Understanding business taxation
Running a business requires you to wear many hats and learn different aspects of the business such as marketing, product development, sales and finance. Understanding business taxation can be a bit tricky for the new business owners and for this purpose they often consult accountants and tax professionals.
It is mandatory for every individual or corporation to pay the tax that applies to them and keep a record for tax audits.
Whether you’re using an external consultant or doing business taxation on your own, there are certain critical aspects that you should know as the founder or promoter of the company. Here, in this article, we will help you understand business taxation and discuss the major taxes that all companies must comply with. We will also touch on the recent developments in tax policy for startups so that tax planning for new business is no more a challenge.
8 business taxes you should know about
The following is a list of business taxes that all business owners should be familiar with.
- Corporate income tax.
- Personal income tax.
- Payroll tax.
- Fringe benefits tax.
- Goods and Service Tax.
- Dividend distribution tax.
- Capital gains tax.
- Angel tax.
You might need to consult with an accountant to determine which of these taxes apply to your business.
Related: Where to find SME business loans
Understanding business taxation: an overview
There are primarily two types of taxes — direct tax and indirect tax.
A direct tax is a tax that is directly paid to the government by the taxpayer, for example corporate tax, income tax and wealth tax.
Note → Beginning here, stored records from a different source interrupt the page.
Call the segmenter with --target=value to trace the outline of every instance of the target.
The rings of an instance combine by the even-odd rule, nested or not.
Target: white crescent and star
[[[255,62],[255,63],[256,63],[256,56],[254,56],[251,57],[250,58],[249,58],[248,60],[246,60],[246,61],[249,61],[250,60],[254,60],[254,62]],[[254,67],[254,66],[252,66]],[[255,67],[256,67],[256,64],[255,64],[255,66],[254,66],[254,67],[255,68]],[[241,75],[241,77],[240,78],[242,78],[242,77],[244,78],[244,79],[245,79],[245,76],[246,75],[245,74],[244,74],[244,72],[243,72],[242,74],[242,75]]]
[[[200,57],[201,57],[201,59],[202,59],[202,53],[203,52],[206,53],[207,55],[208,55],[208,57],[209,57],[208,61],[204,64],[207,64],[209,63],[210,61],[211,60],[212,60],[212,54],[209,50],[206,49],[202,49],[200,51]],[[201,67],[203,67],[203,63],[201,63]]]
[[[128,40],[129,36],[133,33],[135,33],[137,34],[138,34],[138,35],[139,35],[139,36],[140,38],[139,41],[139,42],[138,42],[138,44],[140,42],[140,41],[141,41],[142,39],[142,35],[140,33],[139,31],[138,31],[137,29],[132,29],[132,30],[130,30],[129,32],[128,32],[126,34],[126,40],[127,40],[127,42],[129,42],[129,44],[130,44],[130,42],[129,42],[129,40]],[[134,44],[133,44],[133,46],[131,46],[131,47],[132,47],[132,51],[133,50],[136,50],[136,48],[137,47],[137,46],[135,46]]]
Indirect tax is a tax collected by the intermediary from the person who bears the ultimate burden of the tax, for example GST (Goods and Service Tax India).
Below is the overview of major taxes that apply to various types of businesses.
1. Corporate income tax
Corporate income tax is the tax paid by the company on the net profit that it makes from the business. Net profit is the revenue of a company after deductions such as depreciation, interest expense, COGS (cost of goods sold) and SG&A (selling general and administrative expenses).
The corporate tax rate for domestic companies having a turnover of less than Rs. 250 crore is currently 25%. For all others it’s 30%.
Startups incorporated after April 1, 2016 with an annual turnover of less than Rs 25 crore in any financial year could be eligible for getting 100% tax rebate on profit for a period of three years in a block of seven years. Refer to the eligibility criteria here for details.
2. Personal income tax
If you own a sole proprietorship then you are mandated to pay personal income tax on your earnings. Since the business and the owner are not separate entities, the owner of the firm is not obligated to pay a separate corporate tax on their earnings.
3. Payroll tax
Once you start hiring employees then the company must deduct the applicable tax from the salaries of the employees.
Payroll is a tax that an employer withholds from an employee’s salary and pays on behalf of his employees.
The company is also required to share the details of the deducted tax (Form 16) with the employee after the closure of the financial year.
4. Fringe benefits tax
For attracting and retaining quality talent, some companies offer various fringe benefits to the employees. These can include:
- Car allowances
- Low-interest loans
- Payment of private expenses
Fringe Benefit Tax is a tax payable by employers for the benefits paid to an employee in place of salary. This is calculated on the taxable value of the benefits provided.
5. Goods and Service Tax (GST)
Understanding business taxation is not complete without GST.
GST is an indirect tax levied by the government of India on goods and services, one the business must charge its customers. The recent changes to GST make tax planning for new businesses and startups much easier.
Companies with an annual turnover of under Rs 40 lacs are currently exempt from GST taxation.
Phew! We have covered a lot. I hope you are still with me and are beginning to understand business taxation. Few more types of taxes and you will be all set for tax planning for that new business of yours.
6. Dividend Distribution Tax
A dividend is a return given to the shareholders of a company from its profits. The company distributes dividends when it has surplus cash with no immediate investment opportunities.
Dividends received by shareholders form part of their income but are not subject to taxation. Income tax department provides for this exemption by levying a tax called the Dividend Distribution Tax on the company that is paying the dividend.
7. Capital gains tax
Capital gains tax is the tax charged on the profit or gain that arises from the sale of capital assets. Some example of the capital assets include:
The capital gains tax rate is different for short-term gains (for a period of less than one year) and long-term gains.
8. Angel tax
Angel tax is the tax paid by the privately held company when they receive angel funding at a valuation higher than its fair market value.
For startups, this tax has been the biggest hurdle in raising angel funds since their fair market value is comparatively low due to the absence of brand goodwill and other intangibles.
Recently, the government of India has addressed the issue by increasing the exemption threshold.
Understanding business taxation and complying with the statutory tax norms of the land is a must for all businesses. Taxes contribute to the growth and progress of the country.
Business taxation explained
Business taxation is complicated due to two reasons:
- There are many different taxes that a business must comply with.
- There are many clauses within each tax that determine the extent of the applicable tax rate.
While it is your responsibility to understand the significant aspects of business taxation, there is an army of chartered professionals to guide you through this entire process. Best luck!